One of the problems with litigating against the federal government is that when you win, they very often always appeal the decision and thereby force your client to undertake the expense of an appellate proceeding. So there’s really nothing better than when an appellate court smacks the government back into place by affirming a bankruptcy court’s ruling discharging student loans.
And that’s exactly what happened in Fern v. U.S. Department of Education, 563 B.R. 1 (8th Cir. B.A.P. 2017). In that case, the United States Bankruptcy Court for the Northern District of Iowa discharged more than $25,000 in federal student debt as an “undue hardship.” There the court found that the debtor was a single mother, aged 35, with three small children. She earned approximately $1,500 a month, and also received food stamps. The court also noted that Ms. Fern had never made a payment on the loans. Ever.
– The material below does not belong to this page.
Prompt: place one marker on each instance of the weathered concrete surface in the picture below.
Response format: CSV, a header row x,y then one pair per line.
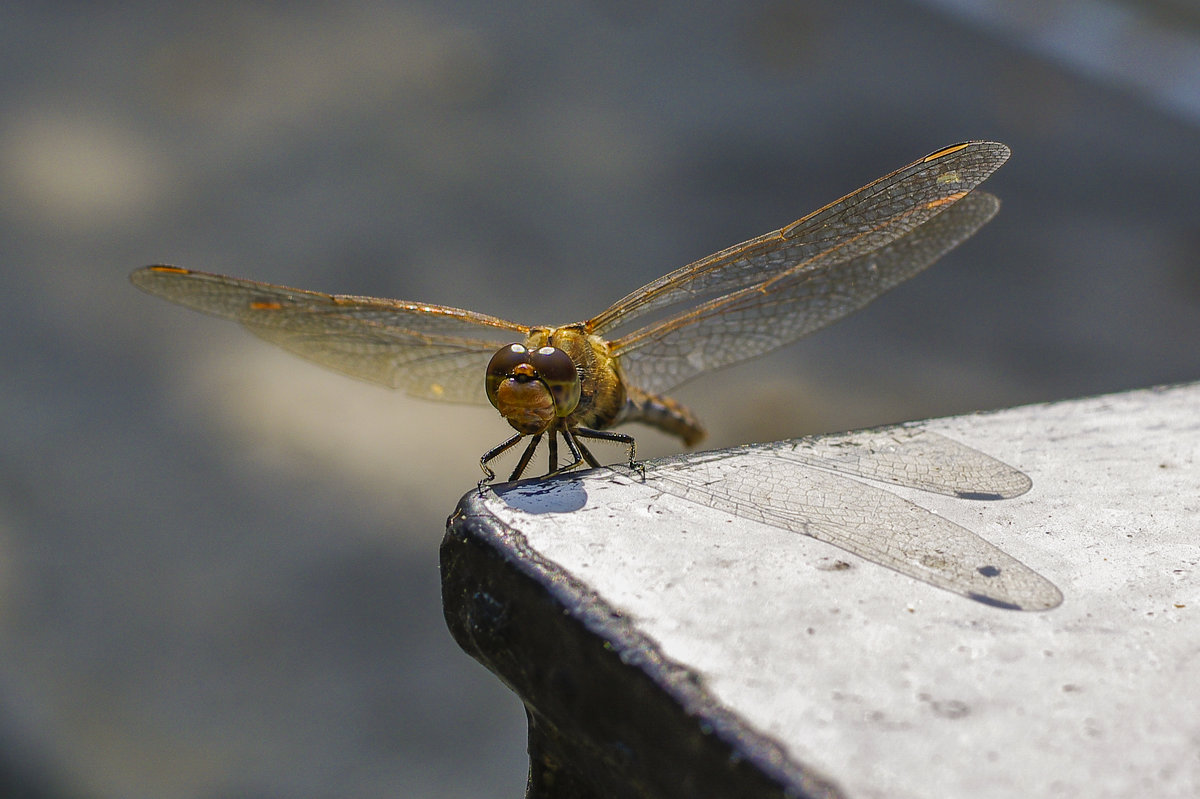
x,y
891,686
Despite these factors, the court was persuaded that under the “totality of the circumstances test,” the debtor had carried her burden and was entitled to a full discharge of all student debt.
The government balked at this finding, noting that the debtor was not physically or mentally disabled, and more importantly, qualified for an income driven repayment plan wherein she would pay $0 a month. A zero dollar monthly payment, the government argued, could not possibly impose an “undue hardship.”
Not so fast, held the United States Bankruptcy Appellate Panel of the Eighth Circuit:
“We do not interpret Jesperson to stand for the proposition that a monthly payment obligation in the amount of zero automatically constitutes an ability to pay.”
The Appellate Panel went on to affirm all of the bankruptcy court’s findings, including the reasonableness of the debtor’s monthly expenses, and the importance of those tax consequences that would result from simply placing the debtor in an income driven repayment plan. The Panel was also persuaded by debtor’s arguments about the negative effect on her credit score the student loans were having.
Let it not be said that you can’t fight city hall—even at the appellate level.